La fisonomía del microcentro santiagueño está cambiando, pero no precisamente por una renovación estética. En un diálogo profundo con Radio Exclusiva, el operador inmobiliario Carlos Borges trazó un panorama alarmante sobre la crisis que afecta al comercio local, marcada por una creciente cantidad de locales vacíos y una rotación que no llega a compensar los cierres.
Según Borges, el mercado inmobiliario de alquileres vive una paradoja. Por un lado, la derogación de la anterior Ley de Alquileres a través del DNU ha servido como un «salvavidas» para dotar de agilidad a los contratos y ha permitido que muchas propiedades que estaban fuera del mercado volvieran a ofrecerse. Sin embargo, este aumento en la oferta choca de frente con una realidad económica asfixiante: la pérdida del poder adquisitivo de los inquilinos y comerciantes.
El freno del consumo
»El principal problema hoy no es la falta de locales, sino el grave atraso en los ingresos de la gente», explicó el especialista. Borges señaló que, aunque los índices de actualización de contratos han mostrado una tendencia a la baja comparado con los picos inflacionarios del año pasado, el costo de vida y el brutal impacto de los servicios públicos (luz y agua) han pulverizado la capacidad de pago de los comerciantes.
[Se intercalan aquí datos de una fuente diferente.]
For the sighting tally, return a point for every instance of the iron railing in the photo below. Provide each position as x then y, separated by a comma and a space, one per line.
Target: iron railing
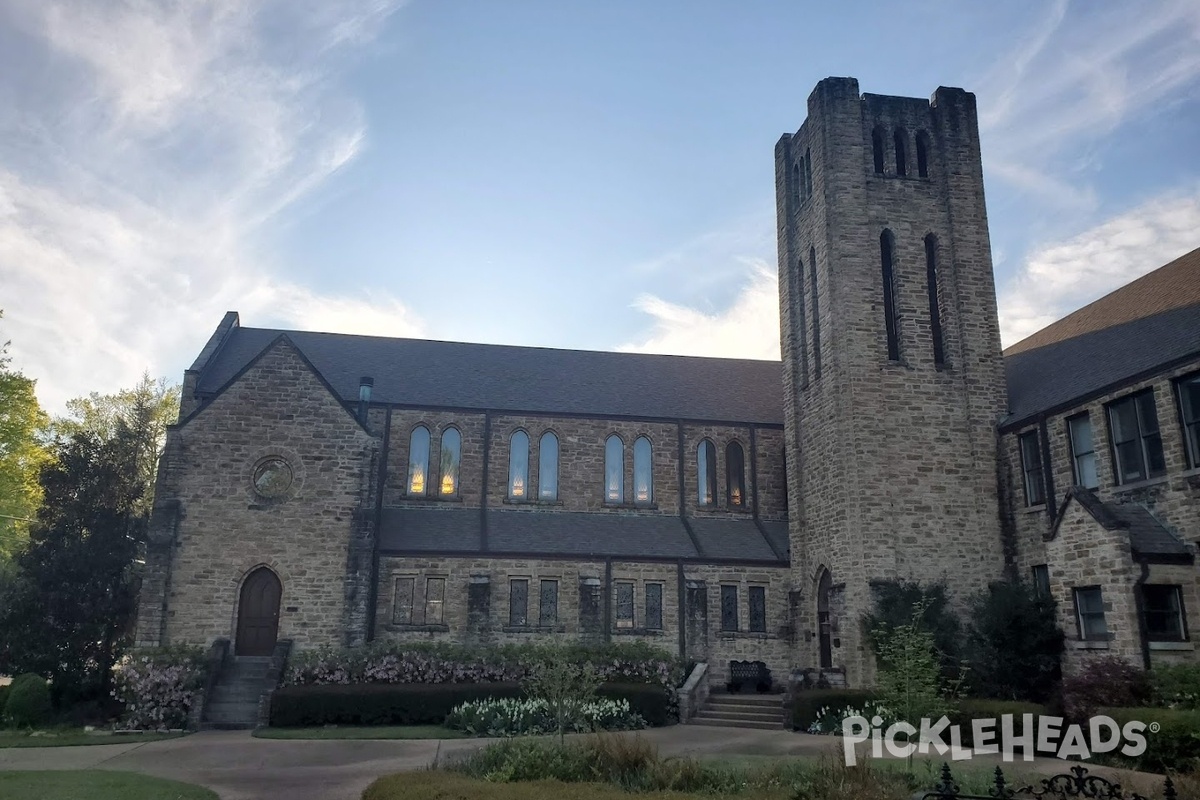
1060, 787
Este combo de ventas deprimidas y costos fijos en ascenso ha derivado en que muchas persianas que se cierran no vuelvan a abrirse en el corto plazo. Las zonas que antes eran las más codiciadas hoy exhiben carteles de «Alquila» durante meses, algo poco frecuente en la dinámica histórica de la capital provincial.
Previsibilidad vs. Realidad
Si bien Borges destacó que ahora existe una mayor «previsibilidad y agilidad contractual» que beneficia a ambas partes al momento de negociar, advirtió que la microeconomía sigue siendo el factor determinante. Mientras el consumo no dé señales de recuperación, el rubro inmobiliario comercial seguirá reflejando la crisis que se siente en la calle.
Para los propietarios, el desafío es encontrar un equilibrio en los valores locativos que permita mantener el local ocupado, entendiendo que «es preferible un contrato razonable a tener un inmueble vacío generando gastos de mantenimiento e impuestos», concluyó el referente inmobiliario.